我需要从 URL 获取变量 code 所以我是 $codes = $_GET['code']; (url 示例 website.com/update?code[]=7291&code[]=9274&code[]=8264&)然后我 SELECT firstname FROM guests WHERE invitecode = $codes" 然后我输出数据并设置为 $relatives = $row["firstname"] 然后稍后在我需要的文件中回显/打印print $relative

为什么这对我不起作用?

... connection made ...
$codes = $_GET['code'];
$sql = "SELECT firstname FROM guests WHERE invitecode = $codes";
$result = mysqli_query($conn, $sql);
if (mysqli_num_rows($result) > 0) {
// output data of each row
while($row = mysqli_fetch_assoc($result)) {
    $relatives[] = $row["firstname"];
}
}

foreach ($relatives as $relative) {
print $relative;
}

更新:

所以现在使用:

<?php

$codes = $_GET['code'];
$thecodes = "";
foreach($codes as $vals)
    $thecodes .= (int)$vals . ",";
if($thecodes != "")
{
    $thecodes = trim($thecodes, ",");
    $sql = "SELECT firstname FROM guests WHERE invitecode IN ($thecodes)";
    $result = mysqli_query($conn, $sql);
$result = mysqli_query($conn, $sql);
if (mysqli_num_rows($result) > 0) {
while($row = mysqli_fetch_assoc($result)) {
    $relatives[] = $row["firstname"];
}
}
foreach ($relatives as $relative) {
print $relative;
}
}
else
{
}

?>

它可以工作,但我想将foreach ($relatives as $relative) { echo $relative; }; 输入到类似$message = $firstname . " " . $lastname . " will be coming to your event. " . ; 这样的值中。
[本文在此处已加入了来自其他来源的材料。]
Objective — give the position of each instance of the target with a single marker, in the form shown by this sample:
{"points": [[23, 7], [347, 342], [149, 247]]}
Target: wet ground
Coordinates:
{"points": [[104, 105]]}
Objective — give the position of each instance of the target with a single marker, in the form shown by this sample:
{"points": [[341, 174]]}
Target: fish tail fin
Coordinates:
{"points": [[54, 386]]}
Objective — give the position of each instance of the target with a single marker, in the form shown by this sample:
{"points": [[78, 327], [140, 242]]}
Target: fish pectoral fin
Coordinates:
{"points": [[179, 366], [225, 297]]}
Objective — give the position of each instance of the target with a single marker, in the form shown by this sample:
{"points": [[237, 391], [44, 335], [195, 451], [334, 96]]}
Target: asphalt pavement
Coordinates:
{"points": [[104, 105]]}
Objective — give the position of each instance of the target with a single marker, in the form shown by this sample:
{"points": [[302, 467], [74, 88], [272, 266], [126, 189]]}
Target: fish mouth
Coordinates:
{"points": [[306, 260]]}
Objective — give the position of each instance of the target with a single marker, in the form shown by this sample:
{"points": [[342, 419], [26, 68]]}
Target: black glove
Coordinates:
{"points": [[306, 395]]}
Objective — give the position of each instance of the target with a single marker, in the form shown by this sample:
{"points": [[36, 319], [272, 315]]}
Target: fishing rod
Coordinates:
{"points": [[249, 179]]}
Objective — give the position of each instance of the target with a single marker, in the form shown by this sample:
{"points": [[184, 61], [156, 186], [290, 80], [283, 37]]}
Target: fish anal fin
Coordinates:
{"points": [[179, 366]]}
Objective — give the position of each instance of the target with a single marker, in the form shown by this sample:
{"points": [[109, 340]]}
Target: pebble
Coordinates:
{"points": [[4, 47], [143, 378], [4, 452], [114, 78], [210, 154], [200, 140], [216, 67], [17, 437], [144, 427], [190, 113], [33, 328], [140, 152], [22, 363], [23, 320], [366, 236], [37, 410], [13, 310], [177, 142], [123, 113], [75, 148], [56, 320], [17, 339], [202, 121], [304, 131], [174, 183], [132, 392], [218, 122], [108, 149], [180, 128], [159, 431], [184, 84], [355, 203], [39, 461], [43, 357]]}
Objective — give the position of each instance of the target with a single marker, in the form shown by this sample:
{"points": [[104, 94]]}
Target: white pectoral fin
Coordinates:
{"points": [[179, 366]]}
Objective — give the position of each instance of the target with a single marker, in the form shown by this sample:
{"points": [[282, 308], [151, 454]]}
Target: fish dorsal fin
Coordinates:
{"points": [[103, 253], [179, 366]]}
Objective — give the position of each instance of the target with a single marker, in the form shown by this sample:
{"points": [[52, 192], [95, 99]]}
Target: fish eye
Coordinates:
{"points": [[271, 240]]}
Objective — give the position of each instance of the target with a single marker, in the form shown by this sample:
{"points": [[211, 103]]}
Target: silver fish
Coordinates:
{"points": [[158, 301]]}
最后会变成这样:$message = $firstname . " " . $lastname . " will be coming to your event. " . foreach ($relatives as $relative) { echo $relative . " "; };

由于某种原因,当我将它们组合起来时它不起作用。

【问题讨论】:

  • 在将用户控制变量插入 SQL 语句时,请正确处理它们:How can I prevent SQL-injection in PHP?
  • 高度建议不要只对循环中的每个代码进行单独的查询。这可笑的低效。只需构建一个WHERE 子句,然后使用一个查询,然后使用 PHP 将其构造成您想要的结构,这很容易。无论如何,foreach 中的查询是一个非常糟糕的主意。我绝不会说这是可以接受的,除非它是一个个人项目,没有其他人可以访问它。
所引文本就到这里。